Но Люцифер с его легионами обнаружили, что если свершить целование не над человеком, а над вампиром, то это придает могущества. Красная кровь содержала жизненную силу всего одного существа, а Голубая кровь была более сильной, ибо заключала в себе бесконечный кладезь знаний. Представители Серебряной крови поглощали кровь и жизнь другого вампира, выпивая его до полного исчезновения и превращая в раба в безумном сознании. По сути, любой вампир Серебряной крови был многими существами, заключенными в одной оболочке. Мерзостью.
Чарльз Форс нахмурился сильнее.
Серебряная кровь была изгнана. Это невозможно. Произошедшее имеет другое объяснение. Комитет ведет расследование...
— Комитет бездействует! И будет продолжать бездействовать! — возразила Шайлер.
Она знала историю, за которую упорно цеплялся Чарльз, — о том, что Голубая кровь выиграла финальную битву в Риме, когда Чарльз поверг самого Люцифера, известного тогда как безумный император Калигула, — его золотой меч отправил вожака Серебряной крови в бездны адского пламени.
— Считай как хочешь, — вздохнул Чарльз. — Я не могу воспрепятствовать твоей поездке в Венецию, но должен тебя предупредить, что Лоуренс и наполовину не таков, каким Корделия желала его видеть.
Он взял Шайлер за подбородок, девушка с вызовом взглянула на него.
— Поберегись, дочь Аллегры, — доброжелательно произнес Чарльз.

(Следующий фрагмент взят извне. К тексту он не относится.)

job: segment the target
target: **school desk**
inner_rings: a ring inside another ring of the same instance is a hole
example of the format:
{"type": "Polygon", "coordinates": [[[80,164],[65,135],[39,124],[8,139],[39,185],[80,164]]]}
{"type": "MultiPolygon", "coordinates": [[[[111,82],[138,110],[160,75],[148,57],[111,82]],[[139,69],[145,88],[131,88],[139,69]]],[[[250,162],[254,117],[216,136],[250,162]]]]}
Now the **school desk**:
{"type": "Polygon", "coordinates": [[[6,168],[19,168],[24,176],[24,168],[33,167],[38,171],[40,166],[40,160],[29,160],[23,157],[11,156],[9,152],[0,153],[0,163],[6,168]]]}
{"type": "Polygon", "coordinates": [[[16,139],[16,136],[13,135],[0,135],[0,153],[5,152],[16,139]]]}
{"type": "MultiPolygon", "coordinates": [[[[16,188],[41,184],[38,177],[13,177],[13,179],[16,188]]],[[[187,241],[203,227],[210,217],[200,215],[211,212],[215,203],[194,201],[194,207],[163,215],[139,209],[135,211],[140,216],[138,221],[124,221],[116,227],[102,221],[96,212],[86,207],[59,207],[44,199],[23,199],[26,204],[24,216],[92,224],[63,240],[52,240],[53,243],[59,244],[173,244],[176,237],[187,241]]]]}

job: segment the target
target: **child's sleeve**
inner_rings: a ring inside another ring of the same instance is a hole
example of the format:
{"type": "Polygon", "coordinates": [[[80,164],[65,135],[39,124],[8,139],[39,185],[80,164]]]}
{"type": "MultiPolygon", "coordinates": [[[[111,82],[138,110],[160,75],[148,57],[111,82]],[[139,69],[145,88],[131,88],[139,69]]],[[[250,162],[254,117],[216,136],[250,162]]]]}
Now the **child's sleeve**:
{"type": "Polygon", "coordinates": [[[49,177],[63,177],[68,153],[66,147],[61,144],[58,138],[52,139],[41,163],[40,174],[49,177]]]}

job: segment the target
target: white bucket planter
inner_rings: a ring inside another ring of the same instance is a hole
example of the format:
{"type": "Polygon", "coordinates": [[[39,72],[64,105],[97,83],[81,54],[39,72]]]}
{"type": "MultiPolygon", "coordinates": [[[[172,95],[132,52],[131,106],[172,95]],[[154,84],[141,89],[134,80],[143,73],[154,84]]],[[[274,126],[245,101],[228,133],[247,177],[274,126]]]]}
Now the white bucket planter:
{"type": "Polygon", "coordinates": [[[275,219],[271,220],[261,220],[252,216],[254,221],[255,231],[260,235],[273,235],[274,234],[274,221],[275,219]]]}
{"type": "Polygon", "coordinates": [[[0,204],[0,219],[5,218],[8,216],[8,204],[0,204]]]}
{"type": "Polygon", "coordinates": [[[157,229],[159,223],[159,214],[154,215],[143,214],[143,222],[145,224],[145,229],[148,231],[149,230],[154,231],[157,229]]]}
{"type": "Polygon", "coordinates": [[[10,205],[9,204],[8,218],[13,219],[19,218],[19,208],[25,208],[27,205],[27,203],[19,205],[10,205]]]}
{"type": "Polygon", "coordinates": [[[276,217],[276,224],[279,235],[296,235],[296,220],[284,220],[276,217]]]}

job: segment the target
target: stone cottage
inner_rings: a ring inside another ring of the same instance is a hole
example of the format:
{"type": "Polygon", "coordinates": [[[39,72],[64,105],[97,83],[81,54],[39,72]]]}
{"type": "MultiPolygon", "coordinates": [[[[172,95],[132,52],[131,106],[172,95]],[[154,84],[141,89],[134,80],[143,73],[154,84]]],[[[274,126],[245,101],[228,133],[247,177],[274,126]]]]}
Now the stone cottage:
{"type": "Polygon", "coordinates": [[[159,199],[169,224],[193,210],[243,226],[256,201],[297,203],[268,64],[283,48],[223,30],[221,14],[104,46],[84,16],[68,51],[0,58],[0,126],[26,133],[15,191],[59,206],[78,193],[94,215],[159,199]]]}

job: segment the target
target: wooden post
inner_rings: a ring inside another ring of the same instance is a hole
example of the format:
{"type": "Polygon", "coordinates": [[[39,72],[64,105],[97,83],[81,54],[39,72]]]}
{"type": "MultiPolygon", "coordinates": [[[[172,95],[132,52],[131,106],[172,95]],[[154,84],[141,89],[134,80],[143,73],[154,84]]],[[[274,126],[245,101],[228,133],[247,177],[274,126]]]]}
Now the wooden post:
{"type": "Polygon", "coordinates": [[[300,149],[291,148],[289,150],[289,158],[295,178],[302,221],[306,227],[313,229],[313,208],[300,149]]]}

При воспоминании о его прикосновении Шайлер передернуло. Прошедшие две недели подтвердили, что Чарльз Форс знал, о чем говорит. Возможно, Шайлер стоило бы прекратить расспросы, вернуться в Нью-Йорк и впредь вести себя как хорошая девочка и послушный представитель Голубой крови. Не задаваться вопросами касательно мотивов или конкретных действий Комитета. И чтобы единственной ее проблемой было — что надеть на бал Четырех сотен в отеле «Сент-Регис».
Девушка убрала челку с глаз и умоляюще взглянула на своего лучшего друга и верного помощника, сидевшего напротив. Во время всех этих испытаний и в полные суматохи дни, последовавшие за похоронами бабушки, Оливер был правой рукой Шайлер.
— Я знаю, что он здесь. Я это чувствую, — произнесла девушка. — Если бы только нам не пора было уезжать!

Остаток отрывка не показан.